Cloudera Hadoop Developer Training: First Impressions
Just wrapped the first day of Cloudera Hadoop Developer Training… so far so good! Training lasts 4 days, with the option to take the Certification Exam within 30 days of course completion. Apparently the exam policy is changing in the next couple of months. Right now, the exam is a timed multiple-choice, open book, un-proctored exam that is taken online. Soon it will become a Pearson-administered exam, which means, registering in advance for exams, taken in a highly supervised test environment, and I assume, a closed book format, but not sure. I am taking the course in Columbia Maryland, with Mark Fei as the instructor. He’s great! Passionate and knowledgeable about the material, good course leader and instructor. He’s probably taught this class countless times, but he still has plenty of enthusiasm and interest in answering questions.
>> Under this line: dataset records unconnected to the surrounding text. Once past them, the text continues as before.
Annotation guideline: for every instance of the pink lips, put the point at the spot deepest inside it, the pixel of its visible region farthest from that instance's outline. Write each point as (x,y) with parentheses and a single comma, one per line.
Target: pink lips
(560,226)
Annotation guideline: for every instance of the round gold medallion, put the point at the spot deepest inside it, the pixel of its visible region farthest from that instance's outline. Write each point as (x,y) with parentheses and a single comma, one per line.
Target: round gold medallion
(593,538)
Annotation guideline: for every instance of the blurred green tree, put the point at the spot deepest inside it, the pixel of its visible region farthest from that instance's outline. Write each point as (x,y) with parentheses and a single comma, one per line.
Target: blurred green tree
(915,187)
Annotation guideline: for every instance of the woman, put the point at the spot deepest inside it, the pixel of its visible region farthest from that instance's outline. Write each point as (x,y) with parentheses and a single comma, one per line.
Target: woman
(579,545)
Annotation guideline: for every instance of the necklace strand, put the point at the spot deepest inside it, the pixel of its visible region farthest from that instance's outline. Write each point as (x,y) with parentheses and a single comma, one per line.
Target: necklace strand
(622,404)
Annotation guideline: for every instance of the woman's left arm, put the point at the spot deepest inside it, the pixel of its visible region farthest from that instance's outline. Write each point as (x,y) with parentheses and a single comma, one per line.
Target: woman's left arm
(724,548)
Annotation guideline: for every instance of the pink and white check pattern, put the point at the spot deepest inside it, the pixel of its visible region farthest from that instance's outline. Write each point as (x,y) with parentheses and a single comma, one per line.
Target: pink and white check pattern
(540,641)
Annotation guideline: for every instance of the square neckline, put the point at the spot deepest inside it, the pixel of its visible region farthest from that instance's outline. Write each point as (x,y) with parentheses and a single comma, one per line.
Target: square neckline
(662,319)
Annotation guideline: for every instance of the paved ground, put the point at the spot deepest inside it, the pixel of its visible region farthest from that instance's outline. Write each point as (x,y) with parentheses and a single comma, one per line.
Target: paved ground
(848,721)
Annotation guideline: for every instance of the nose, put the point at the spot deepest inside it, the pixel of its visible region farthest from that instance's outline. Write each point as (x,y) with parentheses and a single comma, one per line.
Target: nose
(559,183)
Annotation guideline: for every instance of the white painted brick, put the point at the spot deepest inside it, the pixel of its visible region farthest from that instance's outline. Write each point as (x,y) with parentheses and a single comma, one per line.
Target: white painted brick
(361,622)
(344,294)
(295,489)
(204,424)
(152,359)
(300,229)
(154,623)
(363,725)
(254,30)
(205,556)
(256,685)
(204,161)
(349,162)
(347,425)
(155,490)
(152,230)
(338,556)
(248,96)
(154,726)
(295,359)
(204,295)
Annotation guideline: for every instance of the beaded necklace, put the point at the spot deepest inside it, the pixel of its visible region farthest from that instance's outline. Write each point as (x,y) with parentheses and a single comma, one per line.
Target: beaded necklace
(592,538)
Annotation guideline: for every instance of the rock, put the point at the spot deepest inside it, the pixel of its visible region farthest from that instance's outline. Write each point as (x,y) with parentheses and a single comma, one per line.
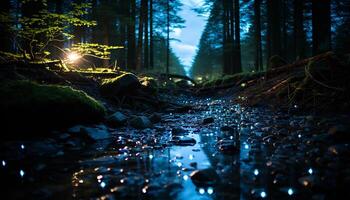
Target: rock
(227,146)
(340,133)
(178,131)
(117,119)
(75,129)
(140,122)
(95,134)
(155,118)
(208,120)
(183,141)
(125,83)
(205,177)
(310,181)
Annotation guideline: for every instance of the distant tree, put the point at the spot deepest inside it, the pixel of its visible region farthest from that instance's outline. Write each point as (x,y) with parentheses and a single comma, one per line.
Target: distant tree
(321,26)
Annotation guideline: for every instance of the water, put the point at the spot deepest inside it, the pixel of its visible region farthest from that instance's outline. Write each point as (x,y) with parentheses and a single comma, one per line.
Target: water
(146,165)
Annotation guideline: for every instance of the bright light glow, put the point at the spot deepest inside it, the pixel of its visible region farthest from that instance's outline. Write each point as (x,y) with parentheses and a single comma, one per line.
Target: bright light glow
(73,57)
(210,190)
(21,172)
(311,171)
(201,191)
(256,172)
(290,191)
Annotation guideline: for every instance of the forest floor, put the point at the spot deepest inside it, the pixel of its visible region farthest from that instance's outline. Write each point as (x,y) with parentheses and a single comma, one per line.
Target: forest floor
(181,144)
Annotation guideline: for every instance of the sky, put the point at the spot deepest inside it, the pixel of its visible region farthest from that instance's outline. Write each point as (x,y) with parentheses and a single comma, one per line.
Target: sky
(189,36)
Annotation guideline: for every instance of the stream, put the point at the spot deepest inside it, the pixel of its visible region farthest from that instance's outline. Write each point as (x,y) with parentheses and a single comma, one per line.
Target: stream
(217,150)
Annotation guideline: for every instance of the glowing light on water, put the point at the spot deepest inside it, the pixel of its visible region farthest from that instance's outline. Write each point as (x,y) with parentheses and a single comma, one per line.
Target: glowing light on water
(73,57)
(290,191)
(310,171)
(201,191)
(185,177)
(21,173)
(210,190)
(256,172)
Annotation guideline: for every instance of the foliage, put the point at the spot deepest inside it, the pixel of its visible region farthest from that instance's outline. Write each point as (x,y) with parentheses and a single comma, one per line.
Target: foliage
(40,31)
(94,50)
(45,106)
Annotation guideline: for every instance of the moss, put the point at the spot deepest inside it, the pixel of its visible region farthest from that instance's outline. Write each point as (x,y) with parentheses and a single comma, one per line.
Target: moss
(124,83)
(29,106)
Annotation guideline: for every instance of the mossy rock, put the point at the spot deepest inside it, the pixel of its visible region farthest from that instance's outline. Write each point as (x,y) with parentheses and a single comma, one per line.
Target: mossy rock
(276,61)
(123,84)
(28,108)
(150,84)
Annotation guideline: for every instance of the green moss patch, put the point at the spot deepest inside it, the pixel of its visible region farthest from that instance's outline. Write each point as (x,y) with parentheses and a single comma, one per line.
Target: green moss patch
(27,106)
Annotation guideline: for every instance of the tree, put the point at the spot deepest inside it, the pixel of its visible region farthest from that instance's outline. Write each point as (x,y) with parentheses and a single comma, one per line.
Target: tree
(299,33)
(258,45)
(321,26)
(238,61)
(274,28)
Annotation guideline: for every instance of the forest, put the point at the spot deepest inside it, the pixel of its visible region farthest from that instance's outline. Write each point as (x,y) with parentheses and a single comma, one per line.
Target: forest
(175,99)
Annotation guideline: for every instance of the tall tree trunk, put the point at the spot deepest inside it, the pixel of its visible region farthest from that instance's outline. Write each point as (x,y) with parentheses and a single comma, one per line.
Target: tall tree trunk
(226,37)
(151,48)
(5,37)
(274,27)
(258,46)
(146,45)
(321,26)
(139,51)
(168,39)
(299,33)
(78,31)
(131,35)
(284,28)
(238,60)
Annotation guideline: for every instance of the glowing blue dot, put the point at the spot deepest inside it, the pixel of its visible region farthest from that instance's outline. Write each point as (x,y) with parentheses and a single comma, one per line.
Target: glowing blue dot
(210,190)
(21,172)
(311,171)
(256,172)
(185,177)
(201,191)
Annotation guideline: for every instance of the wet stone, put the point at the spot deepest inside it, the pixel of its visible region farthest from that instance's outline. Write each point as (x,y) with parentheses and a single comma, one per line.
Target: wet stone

Day 1 included a high level overview of Hadoop ecosystem and the Map Reduce algorithm. We had a chance to do hands-on labs in the afternoon and ran our first Map Reduce (MR) algorithms in Java, a word count map reduce, the “hello world” example of Hadoop. Next, we wrote our own average word length map reduce algorithm. The course officially does not require Java knowledge, but it definitely helps knowing how to code in Java or another object oriented language. We discussed how to write Map Reduce algorithms in Python, Perl, even UNIX shell scripts via the Hadoop Streaming API. Mark gave us an overview of the Hadoop ecosystem and discussed how Hive, Pig, Sqoop, and Oozie work with Hadoop Map Reduce in the production environment.
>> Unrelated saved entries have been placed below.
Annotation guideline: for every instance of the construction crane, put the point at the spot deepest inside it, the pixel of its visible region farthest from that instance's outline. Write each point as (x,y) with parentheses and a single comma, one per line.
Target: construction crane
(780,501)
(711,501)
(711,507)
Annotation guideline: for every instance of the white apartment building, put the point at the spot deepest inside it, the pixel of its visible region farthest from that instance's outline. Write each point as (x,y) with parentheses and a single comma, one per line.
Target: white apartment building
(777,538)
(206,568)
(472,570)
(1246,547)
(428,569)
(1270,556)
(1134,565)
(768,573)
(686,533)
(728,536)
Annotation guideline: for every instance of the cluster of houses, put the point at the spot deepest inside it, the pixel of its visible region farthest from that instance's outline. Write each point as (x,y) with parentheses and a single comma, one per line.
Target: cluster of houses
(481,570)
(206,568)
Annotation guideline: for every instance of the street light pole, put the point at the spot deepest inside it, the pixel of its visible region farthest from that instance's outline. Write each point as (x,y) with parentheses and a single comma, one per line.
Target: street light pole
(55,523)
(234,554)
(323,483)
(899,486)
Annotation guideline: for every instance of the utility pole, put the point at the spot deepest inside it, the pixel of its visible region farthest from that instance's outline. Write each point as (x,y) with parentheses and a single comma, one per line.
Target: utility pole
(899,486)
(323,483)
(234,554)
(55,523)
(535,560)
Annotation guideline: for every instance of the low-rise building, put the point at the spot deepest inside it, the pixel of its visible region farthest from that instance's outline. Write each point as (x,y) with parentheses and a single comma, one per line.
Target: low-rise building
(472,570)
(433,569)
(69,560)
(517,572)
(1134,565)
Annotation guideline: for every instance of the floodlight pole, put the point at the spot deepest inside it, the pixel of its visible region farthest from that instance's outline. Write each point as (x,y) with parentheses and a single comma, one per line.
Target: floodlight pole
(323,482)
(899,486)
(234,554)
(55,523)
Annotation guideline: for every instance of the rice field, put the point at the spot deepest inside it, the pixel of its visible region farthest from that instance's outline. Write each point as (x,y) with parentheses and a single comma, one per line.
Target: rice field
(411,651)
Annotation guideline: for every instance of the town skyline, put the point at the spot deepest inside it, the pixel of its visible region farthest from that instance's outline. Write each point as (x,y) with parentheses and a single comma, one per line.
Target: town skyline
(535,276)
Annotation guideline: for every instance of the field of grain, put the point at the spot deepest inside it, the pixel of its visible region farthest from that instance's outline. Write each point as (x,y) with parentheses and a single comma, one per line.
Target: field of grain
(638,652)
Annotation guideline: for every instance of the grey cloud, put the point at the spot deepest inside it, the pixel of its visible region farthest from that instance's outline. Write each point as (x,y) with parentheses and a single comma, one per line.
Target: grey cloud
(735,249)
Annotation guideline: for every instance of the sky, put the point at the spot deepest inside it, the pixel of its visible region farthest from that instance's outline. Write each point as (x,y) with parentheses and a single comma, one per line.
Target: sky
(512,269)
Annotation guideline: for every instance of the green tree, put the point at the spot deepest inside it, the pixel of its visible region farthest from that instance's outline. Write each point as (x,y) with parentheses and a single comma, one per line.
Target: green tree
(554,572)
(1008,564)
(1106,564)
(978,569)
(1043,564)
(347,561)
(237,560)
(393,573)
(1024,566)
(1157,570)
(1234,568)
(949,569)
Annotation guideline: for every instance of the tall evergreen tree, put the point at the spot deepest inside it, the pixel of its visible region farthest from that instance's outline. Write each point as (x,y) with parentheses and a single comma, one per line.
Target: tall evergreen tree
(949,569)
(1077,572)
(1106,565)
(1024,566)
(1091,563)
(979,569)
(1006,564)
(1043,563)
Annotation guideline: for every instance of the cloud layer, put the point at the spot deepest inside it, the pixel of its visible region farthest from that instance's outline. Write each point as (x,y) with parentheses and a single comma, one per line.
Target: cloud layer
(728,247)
Cloudera Hadoop Developer Training: Is it Worth it?
My biggest takeaway today was the anecdotal observation that 75% of all Hadoop Map Reduce jobs in production are likely invoked via Hive and Pig. Hive provides a “SQL-lite” front end interface to Map Reduce. HiveQL statements are translated into Map Reduce jobs behind the scenes, allowing business analysts to easily query the Hadoop cluster. Pig provides a scripted language interface to Hadoop, allowing users to write more complex queries (in “PigLatin”) without having to write Java. At this point in the class, I asked myself, wow, if 75% of all Map Reduce is being done by Hive or Pig, why am I here taking this Java course? Is the Cloudera Developer course still worth it for the “typical user?” I think for most users, especially those with solid SQL backgrounds and aren’t all that concerned with the inner workings of Hadoop, learning and using Hive is probably good enough. I like “getting under the hood” and truly understanding what’s going on, knowing how to optimize queries, and being able how to deal with the more challenging edge cases. Also, I am interested in learning how to use machine language algorithms with Hadoop. So I think there is still value in learning the edge cases and complexity.
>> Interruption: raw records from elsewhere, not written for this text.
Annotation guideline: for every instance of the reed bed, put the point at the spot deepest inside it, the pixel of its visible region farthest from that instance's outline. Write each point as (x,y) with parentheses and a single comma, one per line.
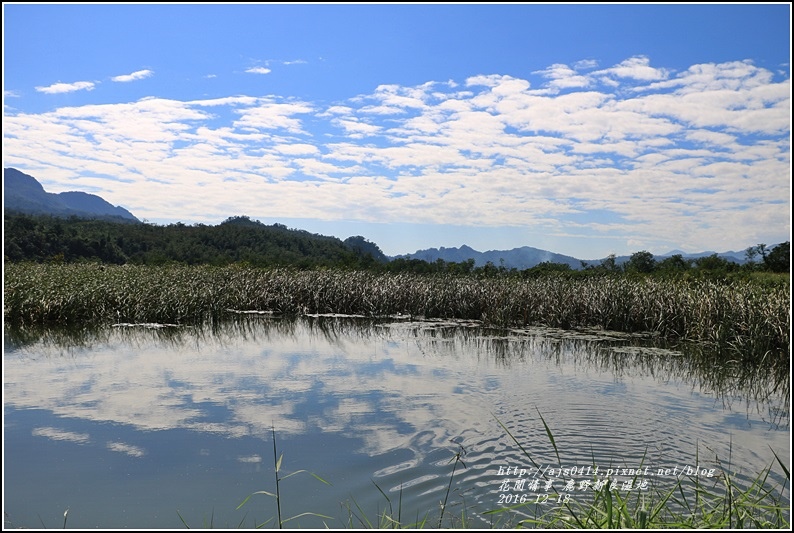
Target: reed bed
(741,317)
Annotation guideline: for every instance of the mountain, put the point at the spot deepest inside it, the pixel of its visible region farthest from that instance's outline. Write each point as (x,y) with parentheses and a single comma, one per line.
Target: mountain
(518,258)
(528,257)
(23,193)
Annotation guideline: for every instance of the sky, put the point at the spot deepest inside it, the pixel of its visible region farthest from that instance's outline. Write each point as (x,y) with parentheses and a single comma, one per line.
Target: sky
(582,129)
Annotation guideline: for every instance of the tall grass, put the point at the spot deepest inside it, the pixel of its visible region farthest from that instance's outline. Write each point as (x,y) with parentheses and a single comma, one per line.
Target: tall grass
(749,320)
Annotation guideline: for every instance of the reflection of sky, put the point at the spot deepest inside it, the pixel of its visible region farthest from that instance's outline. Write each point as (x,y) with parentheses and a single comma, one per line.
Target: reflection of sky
(398,394)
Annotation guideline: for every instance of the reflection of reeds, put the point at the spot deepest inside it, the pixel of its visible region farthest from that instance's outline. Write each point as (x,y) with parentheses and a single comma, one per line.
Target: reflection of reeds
(743,317)
(688,504)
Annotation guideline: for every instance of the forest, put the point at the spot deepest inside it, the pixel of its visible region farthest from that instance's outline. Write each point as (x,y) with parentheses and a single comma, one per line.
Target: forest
(47,239)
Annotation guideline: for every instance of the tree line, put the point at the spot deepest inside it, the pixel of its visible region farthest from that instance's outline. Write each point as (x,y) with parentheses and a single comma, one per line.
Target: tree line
(42,238)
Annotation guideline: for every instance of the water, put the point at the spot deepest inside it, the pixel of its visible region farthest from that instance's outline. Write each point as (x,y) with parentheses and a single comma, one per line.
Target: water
(146,428)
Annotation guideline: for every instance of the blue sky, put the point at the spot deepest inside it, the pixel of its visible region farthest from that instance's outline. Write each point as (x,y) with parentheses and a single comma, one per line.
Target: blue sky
(580,129)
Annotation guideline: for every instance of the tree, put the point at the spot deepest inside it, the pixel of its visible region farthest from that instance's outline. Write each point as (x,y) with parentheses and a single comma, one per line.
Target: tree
(642,262)
(674,263)
(779,258)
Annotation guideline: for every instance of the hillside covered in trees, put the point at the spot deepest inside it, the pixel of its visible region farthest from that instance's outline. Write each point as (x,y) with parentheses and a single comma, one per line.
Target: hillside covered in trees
(42,238)
(238,239)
Another key takeaway was getting a good sense of how I could re-architect a production environment using Hadoop and its related tools. At Vostu we were looking at ways to improve the ETL process for our analytics database environment. We were working with Large Data, and our ETL process, which had not been updated in a long time, was showing its age and its limits in scalability as we added more games and experienced viral user growth. In order to leverage Hadoop’s full potential, it seemed to me that an ETL redesign needed to be on the Production team’s radar screen also, not just the Analytics team. It was good hearing Mark’s insights on how other Hadoop practitioners dealt with the very real political and organizational challenges of introducing Hadoop to their respective companies. In a world where data center managers associate big storage with big storage appliances (i.e., SAN or NAS installations), Hadoop relies on commodity hardware with direct storage. Data center managers may not “get it,” and may be resistant, especially since in many Infrastructure teams, you have separate DBA and Storage teams – so who would be the owner of an integrated DB + Storage solutions? Selling and implementing Hadoop to an organization can represent an up-hill challenge to less-than-innovative IT organizations.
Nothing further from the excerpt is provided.